Dua Pemain Lainnya Menyusul

Sehari berselang, dua pemain lainnya turut menjadi sasaran. Striker Wolverhampton Wanderers, Tolu Arokodare, dan winger Sunderland, Romaine Mundle, dilaporkan mengalami pelecehan serupa. Arokodare menjadi korban setelah timnya menelan kekalahan 0-1 dari Crystal Palace. Pemain asal Nigeria itu menyuarakan kekecewaannya melalui Instagram.
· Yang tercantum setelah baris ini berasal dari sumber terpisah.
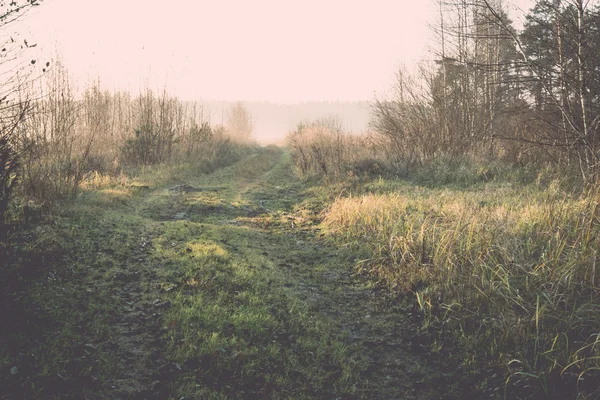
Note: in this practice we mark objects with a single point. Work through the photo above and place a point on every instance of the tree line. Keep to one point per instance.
(495, 91)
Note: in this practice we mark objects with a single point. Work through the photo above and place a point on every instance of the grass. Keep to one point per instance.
(509, 270)
(241, 287)
(136, 291)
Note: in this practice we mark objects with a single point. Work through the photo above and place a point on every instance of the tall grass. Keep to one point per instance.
(508, 271)
(322, 148)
“Masih sulit dipercaya bagi saya bahwa kami bermain di masa di mana orang memiliki begitu banyak kebebasan untuk mengkomunikasikan rasisme semacam itu tanpa konsekuensi apa pun,” tulis Arokodare. “Orang-orang ini seharusnya tidak memiliki tempat dalam permainan kami dan secara kolektif kami harus mengambil tindakan untuk menghukum semua orang yang mencemari olahraga seperti ini, tidak peduli siapa mereka.”

Advertisement

Sunderland Kecam Keras Pelecehan Terhadap Mundle

Sementara itu, Romaine Mundle menjadi korban setelah Sunderland kalah 1-3 dari Fulham. Klub Sunderland AFC merilis pernyataan resmi yang mengecam keras pelecehan rasial online yang ditujukan kepada pemainnya.

“Sunderland AFC sangat terkejut dan mengecam keras pelecehan rasial yang keji secara online, yang ditujukan kepada Romaine Mundle setelah pertandingan Premier League hari ini melawan Fulham,” demikian pernyataan resmi klub. “Perilaku menjijikkan yang ditunjukkan oleh beberapa individu ini tidak dapat diterima dan tidak akan ditoleransi oleh Klub dalam keadaan apa pun.”

Klub menegaskan komitmennya untuk memberantas rasisme. “Rasisme tidak memiliki tempat dalam masyarakat kita, dan kami berdiri bersama Romaine, yang mendapatkan dukungan penuh dari kami,” tegas Sunderland.